Let's solve each part of the problem:

a. If a new municipal bond is to be issued by a city, what is the probability that it will receive an A rating?

Use conditional probability here.

Using conditional probability notation, we have:

P(A | City)

To calculate this, use the following formula:

P(A | City) = P(A and City) / P(City)

We are given:

- P(A) = 0.70 (probability of an A rating)

- P(B) = 0.20 (probability of a B rating)

- P(C) = 0.10 (probability of a C rating)

For bonds issued in cities:

- P(City | A) = 0.50 (probability that it's a city if it's rated A)

- P(City | B) = 0.60 (probability that it's a city if it's rated B)

- P(City | C) = 0.90 (probability that it's a city if it's rated C)

Now, let's calculate:

P(A and City) = P(A) * P(City | A)

P(City) = P(A) * P(City | A) + P(B) * P(City | B) + P(C) * P(City | C)

Substitute the values:

P(A and City) = 0.70 * 0.50

                      = 0.35

P(City) = (0.70 * 0.50) + (0.20 * 0.60) + (0.10 * 0.90)
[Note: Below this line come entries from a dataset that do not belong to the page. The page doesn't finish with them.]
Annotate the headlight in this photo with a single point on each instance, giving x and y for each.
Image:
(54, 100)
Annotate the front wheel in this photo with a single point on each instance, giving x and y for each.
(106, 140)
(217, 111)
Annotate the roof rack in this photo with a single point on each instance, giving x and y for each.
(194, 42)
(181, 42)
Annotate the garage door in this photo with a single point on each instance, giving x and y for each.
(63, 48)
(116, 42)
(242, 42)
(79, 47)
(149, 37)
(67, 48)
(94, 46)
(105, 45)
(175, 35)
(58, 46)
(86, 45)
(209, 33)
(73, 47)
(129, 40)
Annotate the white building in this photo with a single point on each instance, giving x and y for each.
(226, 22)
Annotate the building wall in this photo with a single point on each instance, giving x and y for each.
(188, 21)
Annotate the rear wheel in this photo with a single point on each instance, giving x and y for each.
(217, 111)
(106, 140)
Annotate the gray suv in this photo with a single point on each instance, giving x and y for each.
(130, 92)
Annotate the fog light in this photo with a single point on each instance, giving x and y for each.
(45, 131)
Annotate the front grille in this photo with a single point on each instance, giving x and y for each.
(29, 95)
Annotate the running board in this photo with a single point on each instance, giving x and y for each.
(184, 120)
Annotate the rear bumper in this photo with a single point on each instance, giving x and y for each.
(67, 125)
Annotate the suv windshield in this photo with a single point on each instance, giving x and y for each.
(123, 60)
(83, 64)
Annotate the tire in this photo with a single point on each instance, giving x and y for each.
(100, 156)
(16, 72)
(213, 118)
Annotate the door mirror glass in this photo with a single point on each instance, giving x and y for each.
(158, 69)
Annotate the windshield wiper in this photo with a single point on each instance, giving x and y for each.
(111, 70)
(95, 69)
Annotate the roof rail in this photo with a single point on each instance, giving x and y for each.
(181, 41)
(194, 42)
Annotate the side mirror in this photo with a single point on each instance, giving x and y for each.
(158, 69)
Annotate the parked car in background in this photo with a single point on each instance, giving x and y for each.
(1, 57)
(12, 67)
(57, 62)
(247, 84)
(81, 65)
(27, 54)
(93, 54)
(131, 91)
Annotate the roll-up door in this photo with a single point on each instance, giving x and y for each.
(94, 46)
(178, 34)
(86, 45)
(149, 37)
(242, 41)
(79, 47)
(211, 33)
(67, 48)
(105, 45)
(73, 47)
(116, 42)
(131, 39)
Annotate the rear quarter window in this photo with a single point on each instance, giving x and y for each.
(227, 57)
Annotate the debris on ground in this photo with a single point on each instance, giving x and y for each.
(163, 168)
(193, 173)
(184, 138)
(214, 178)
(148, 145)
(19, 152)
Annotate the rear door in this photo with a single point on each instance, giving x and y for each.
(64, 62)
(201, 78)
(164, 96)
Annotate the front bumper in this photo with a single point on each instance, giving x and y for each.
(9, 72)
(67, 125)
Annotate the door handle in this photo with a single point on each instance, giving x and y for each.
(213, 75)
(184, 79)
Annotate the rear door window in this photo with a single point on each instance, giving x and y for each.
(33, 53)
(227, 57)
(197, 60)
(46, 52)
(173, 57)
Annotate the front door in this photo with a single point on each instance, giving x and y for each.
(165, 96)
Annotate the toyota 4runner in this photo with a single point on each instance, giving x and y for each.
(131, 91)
          = 0.35 + 0.12 + 0.09

          = 0.56

Now, calculate the conditional probability:

P(A | City) = P(A and City) / P(City)

                = 0.35 / 0.56

                = 0.625

So, the probability is 0.625 or 62.5%.

b. What proportion of municipal bonds are issued by cities?

56% of municipal bonds are issued by cities.

c. What proportion of municipal bonds are issued by suburbs?

To find the proportion of municipal bonds issued by suburbs,  use a similar approach:

P(Suburb) = P(A) * P(Suburb | A) + P(B) * P(Suburb | B) + P(C) * P(Suburb | C)

We are given:

- P(Suburb | A) = 0.40

- P(Suburb | B) = 0.20

- P(Suburb | C) = 0.05

Now, calculate:

P(Suburb) = (0.70 * 0.40) + (0.20 * 0.20) + (0.10 * 0.05)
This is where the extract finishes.